Le prophète leur dit : « Hal ʿasaytoum ’in koutiba ʿalaykoumou l-qitālou ’allā touqātiloū » : (Se pourrait-il que, si le combat vous était prescrit, vous ne combattiez pas ?). Il leur a posé cette question pour les mettre face à ce qu’il pressentait, à savoir qu’ils finiraient par ne pas combattre par lâcheté. Il voulait confirmer que ce qu’il prévoyait allait se réaliser.

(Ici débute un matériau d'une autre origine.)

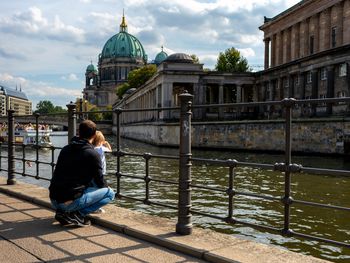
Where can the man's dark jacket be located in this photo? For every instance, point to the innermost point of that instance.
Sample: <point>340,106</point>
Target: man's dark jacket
<point>77,165</point>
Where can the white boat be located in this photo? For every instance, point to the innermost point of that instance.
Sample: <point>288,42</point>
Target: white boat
<point>28,137</point>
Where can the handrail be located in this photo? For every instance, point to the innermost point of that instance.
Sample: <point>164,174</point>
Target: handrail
<point>186,161</point>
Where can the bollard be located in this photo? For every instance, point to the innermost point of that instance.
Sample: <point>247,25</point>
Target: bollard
<point>184,223</point>
<point>72,120</point>
<point>11,147</point>
<point>288,103</point>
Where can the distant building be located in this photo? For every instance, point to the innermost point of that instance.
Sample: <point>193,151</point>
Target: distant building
<point>121,54</point>
<point>307,56</point>
<point>14,99</point>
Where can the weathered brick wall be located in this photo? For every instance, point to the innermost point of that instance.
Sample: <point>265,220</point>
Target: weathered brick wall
<point>316,136</point>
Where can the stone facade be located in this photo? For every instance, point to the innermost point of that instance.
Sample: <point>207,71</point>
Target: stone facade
<point>308,136</point>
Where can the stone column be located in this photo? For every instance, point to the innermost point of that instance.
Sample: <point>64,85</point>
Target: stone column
<point>295,45</point>
<point>286,45</point>
<point>314,90</point>
<point>238,93</point>
<point>325,29</point>
<point>221,100</point>
<point>291,86</point>
<point>337,22</point>
<point>304,35</point>
<point>273,51</point>
<point>346,22</point>
<point>267,53</point>
<point>330,87</point>
<point>279,48</point>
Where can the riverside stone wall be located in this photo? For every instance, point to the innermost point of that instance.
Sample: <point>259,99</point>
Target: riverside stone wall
<point>326,136</point>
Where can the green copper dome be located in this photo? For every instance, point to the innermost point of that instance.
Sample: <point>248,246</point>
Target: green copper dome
<point>91,68</point>
<point>123,44</point>
<point>161,56</point>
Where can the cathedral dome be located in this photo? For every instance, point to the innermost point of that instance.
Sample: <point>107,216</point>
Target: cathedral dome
<point>179,58</point>
<point>161,56</point>
<point>123,44</point>
<point>91,68</point>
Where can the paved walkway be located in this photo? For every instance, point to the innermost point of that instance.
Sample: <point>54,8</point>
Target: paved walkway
<point>29,233</point>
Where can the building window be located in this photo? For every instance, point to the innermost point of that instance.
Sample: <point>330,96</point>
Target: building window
<point>323,74</point>
<point>311,47</point>
<point>342,70</point>
<point>286,82</point>
<point>341,94</point>
<point>122,74</point>
<point>334,36</point>
<point>309,77</point>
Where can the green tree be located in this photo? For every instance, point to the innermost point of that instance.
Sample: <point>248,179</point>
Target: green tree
<point>122,89</point>
<point>138,77</point>
<point>44,107</point>
<point>232,61</point>
<point>195,59</point>
<point>95,116</point>
<point>59,109</point>
<point>107,115</point>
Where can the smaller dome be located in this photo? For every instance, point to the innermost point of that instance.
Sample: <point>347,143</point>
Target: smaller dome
<point>161,56</point>
<point>179,58</point>
<point>129,91</point>
<point>91,68</point>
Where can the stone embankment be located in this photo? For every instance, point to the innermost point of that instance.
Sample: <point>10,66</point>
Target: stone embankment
<point>119,235</point>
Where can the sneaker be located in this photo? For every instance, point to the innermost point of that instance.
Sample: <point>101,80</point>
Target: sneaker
<point>99,211</point>
<point>61,217</point>
<point>78,219</point>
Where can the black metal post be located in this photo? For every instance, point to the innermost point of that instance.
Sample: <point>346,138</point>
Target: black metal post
<point>184,224</point>
<point>72,121</point>
<point>287,199</point>
<point>11,147</point>
<point>118,174</point>
<point>37,145</point>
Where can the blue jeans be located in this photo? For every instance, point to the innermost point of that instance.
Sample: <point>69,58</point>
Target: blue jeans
<point>92,199</point>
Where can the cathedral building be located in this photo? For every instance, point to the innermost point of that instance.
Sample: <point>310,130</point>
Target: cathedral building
<point>307,56</point>
<point>14,99</point>
<point>121,54</point>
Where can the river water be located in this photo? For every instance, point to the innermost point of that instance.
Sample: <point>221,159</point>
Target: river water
<point>326,223</point>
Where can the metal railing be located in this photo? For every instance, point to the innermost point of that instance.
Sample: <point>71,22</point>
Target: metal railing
<point>184,183</point>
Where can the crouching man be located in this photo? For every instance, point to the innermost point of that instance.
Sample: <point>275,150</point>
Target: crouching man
<point>77,187</point>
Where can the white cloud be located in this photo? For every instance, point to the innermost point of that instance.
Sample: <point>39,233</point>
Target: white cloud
<point>247,52</point>
<point>70,77</point>
<point>39,90</point>
<point>32,23</point>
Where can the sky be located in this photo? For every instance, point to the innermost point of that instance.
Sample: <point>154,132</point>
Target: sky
<point>45,46</point>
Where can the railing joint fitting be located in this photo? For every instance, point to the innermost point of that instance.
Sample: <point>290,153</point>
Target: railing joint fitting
<point>118,110</point>
<point>146,202</point>
<point>147,156</point>
<point>295,168</point>
<point>147,179</point>
<point>288,102</point>
<point>232,163</point>
<point>230,220</point>
<point>231,192</point>
<point>280,167</point>
<point>287,232</point>
<point>118,174</point>
<point>118,153</point>
<point>287,200</point>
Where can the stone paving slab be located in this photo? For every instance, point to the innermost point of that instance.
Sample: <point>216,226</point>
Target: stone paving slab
<point>116,241</point>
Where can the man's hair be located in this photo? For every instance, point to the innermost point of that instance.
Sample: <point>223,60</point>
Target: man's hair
<point>87,129</point>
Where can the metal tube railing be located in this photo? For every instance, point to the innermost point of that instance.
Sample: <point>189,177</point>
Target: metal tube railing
<point>185,185</point>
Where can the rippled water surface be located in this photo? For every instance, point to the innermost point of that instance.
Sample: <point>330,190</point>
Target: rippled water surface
<point>323,222</point>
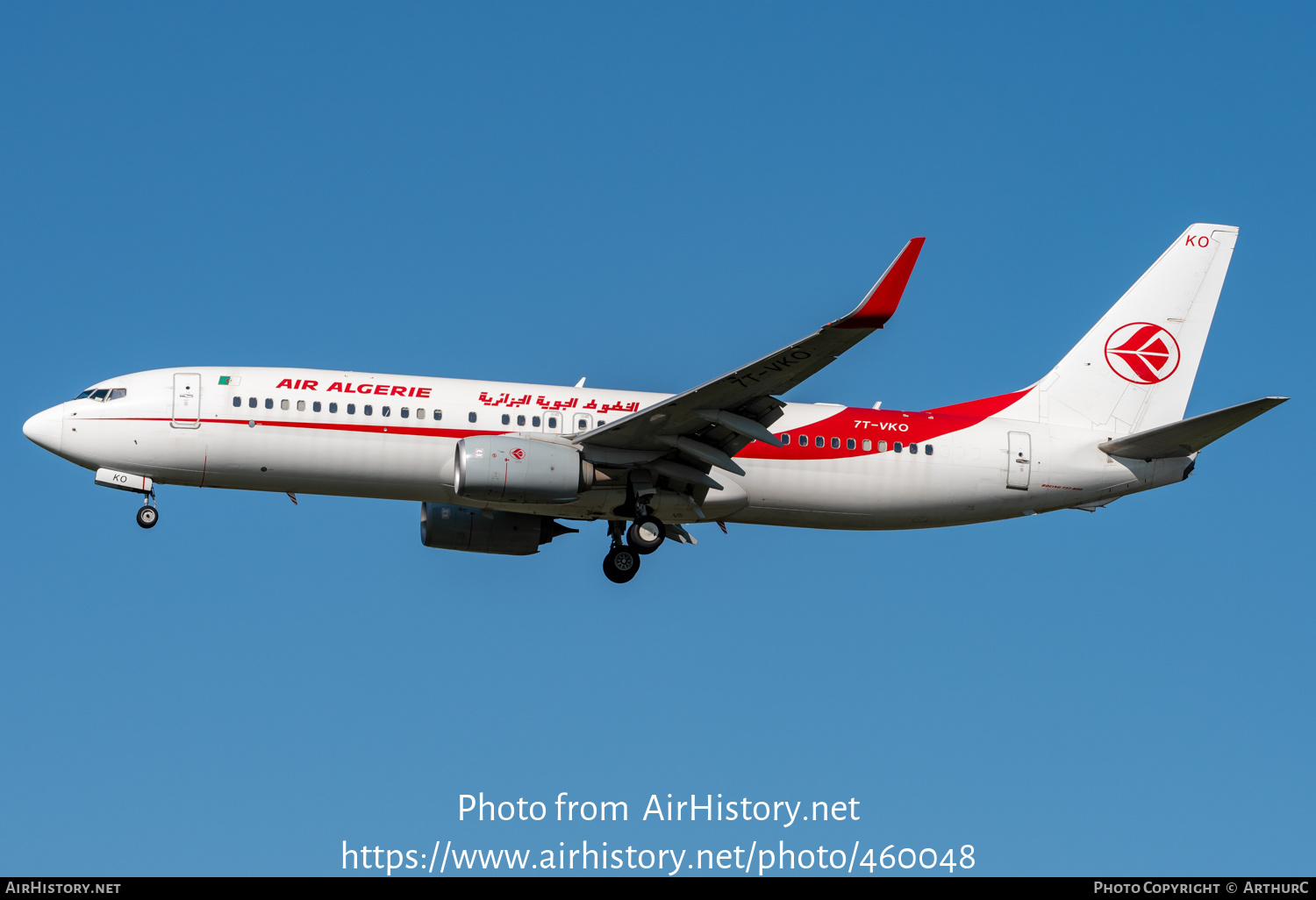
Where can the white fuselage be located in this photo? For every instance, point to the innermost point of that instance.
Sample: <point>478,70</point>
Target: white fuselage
<point>394,437</point>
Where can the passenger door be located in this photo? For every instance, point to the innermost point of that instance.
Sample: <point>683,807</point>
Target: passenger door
<point>1020,465</point>
<point>187,400</point>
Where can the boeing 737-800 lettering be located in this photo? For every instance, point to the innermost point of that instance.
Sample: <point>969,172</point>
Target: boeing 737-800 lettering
<point>495,466</point>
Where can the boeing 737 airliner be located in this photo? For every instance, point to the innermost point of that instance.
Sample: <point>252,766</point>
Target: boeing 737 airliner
<point>495,465</point>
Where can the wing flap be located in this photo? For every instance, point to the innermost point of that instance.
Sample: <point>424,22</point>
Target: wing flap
<point>1189,436</point>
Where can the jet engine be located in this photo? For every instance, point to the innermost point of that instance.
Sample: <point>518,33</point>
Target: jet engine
<point>508,468</point>
<point>449,526</point>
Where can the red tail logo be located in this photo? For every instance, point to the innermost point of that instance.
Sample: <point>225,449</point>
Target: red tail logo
<point>1142,353</point>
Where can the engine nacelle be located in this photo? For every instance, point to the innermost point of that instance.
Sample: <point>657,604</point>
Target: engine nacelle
<point>449,526</point>
<point>519,470</point>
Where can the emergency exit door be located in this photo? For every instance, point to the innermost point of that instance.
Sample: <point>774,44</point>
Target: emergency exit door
<point>187,400</point>
<point>1020,465</point>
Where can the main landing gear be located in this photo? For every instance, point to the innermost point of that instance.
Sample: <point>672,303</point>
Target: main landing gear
<point>644,536</point>
<point>147,515</point>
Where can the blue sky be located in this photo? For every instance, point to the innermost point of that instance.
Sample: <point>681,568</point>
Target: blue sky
<point>649,195</point>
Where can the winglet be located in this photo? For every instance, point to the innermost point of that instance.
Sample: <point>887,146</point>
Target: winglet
<point>882,300</point>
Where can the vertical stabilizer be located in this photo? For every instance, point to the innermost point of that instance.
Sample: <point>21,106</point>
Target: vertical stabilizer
<point>1134,368</point>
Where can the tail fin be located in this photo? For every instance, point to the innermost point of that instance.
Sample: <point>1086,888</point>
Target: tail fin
<point>1134,368</point>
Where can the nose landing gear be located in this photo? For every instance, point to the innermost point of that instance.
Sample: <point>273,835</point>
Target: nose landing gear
<point>147,515</point>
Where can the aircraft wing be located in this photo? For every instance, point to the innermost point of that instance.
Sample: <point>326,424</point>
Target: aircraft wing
<point>710,424</point>
<point>1189,436</point>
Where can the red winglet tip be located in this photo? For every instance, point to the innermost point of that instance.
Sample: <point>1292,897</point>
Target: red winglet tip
<point>882,300</point>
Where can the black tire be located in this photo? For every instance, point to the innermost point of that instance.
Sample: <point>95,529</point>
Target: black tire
<point>620,565</point>
<point>641,533</point>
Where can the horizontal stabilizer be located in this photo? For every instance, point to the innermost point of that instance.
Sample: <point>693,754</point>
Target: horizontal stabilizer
<point>1189,436</point>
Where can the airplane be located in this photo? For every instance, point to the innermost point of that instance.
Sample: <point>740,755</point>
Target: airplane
<point>495,465</point>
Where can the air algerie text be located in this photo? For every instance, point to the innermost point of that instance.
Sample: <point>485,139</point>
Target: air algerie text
<point>345,387</point>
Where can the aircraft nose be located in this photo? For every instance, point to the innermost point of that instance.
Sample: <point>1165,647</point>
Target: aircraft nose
<point>45,428</point>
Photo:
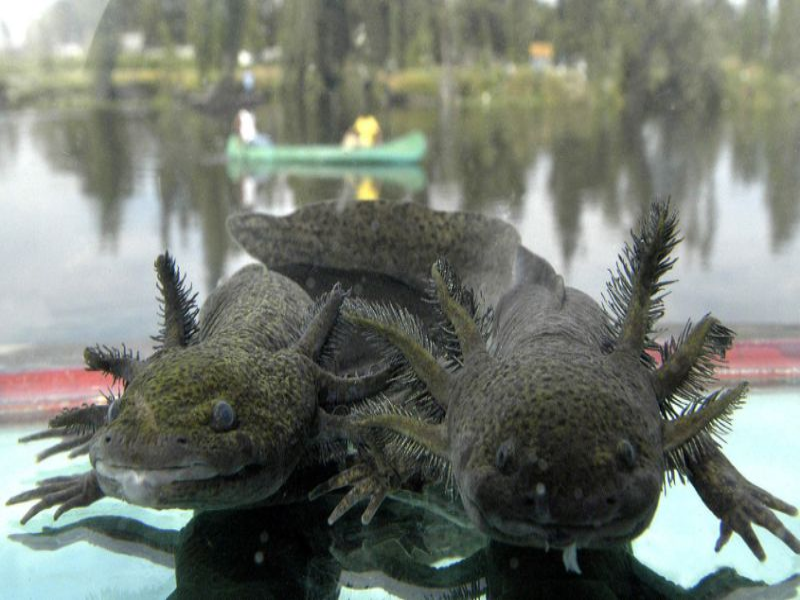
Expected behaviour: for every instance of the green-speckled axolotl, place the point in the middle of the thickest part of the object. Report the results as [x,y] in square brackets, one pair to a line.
[559,430]
[224,409]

Ils répondirent : « Wa mā lanā ’allā nouqātila fī sabīli l-Lāhi » : (Et pourquoi ne combattrions-nous pas dans la voie agréée par Allāh taʿālā), quel motif nous pousserait à délaisser le combat ? « Wa qad ’oukhrijnā min diyārinā wa ’abnā’inā » : (alors que nous avons été expulsés de nos demeures et [séparés de] nos enfants). En effet, le peuple de Jāloūt habitait entre l’Égypte et la Palestine et ils avaient capturé quatre cent quarante enfants parmi les fils de leurs rois. Ils voulaient dire que, puisque la situation en était arrivée là, le Jihad était inéluctable.
« Fa-lammā koutiba ʿalayhimou l-qitālou » : (Mais lorsque le combat leur fut prescrit), c’est-à-dire lorsqu’il fut répondu à leur demande. « Tawallawoū » : (ils tournèrent le dos), ils s’en détournèrent « ’illā qalīlan minhoum » : (à l’exception d’un petit nombre d’entre eux), ils étaient au nombre de trois cent treize, soit le même nombre que les gens de Badr.
« Wal-Lāhou ʿAlīmoun biḍh-ḍhālimīn » : Allāh taʿālā est ʿAlīm, qui signifie : Celui Qui sait toute chose. Il sait parfaitement qui sont les injustes. C’est une menace pour eux en raison de leur injustice consistant à délaisser le Jihad.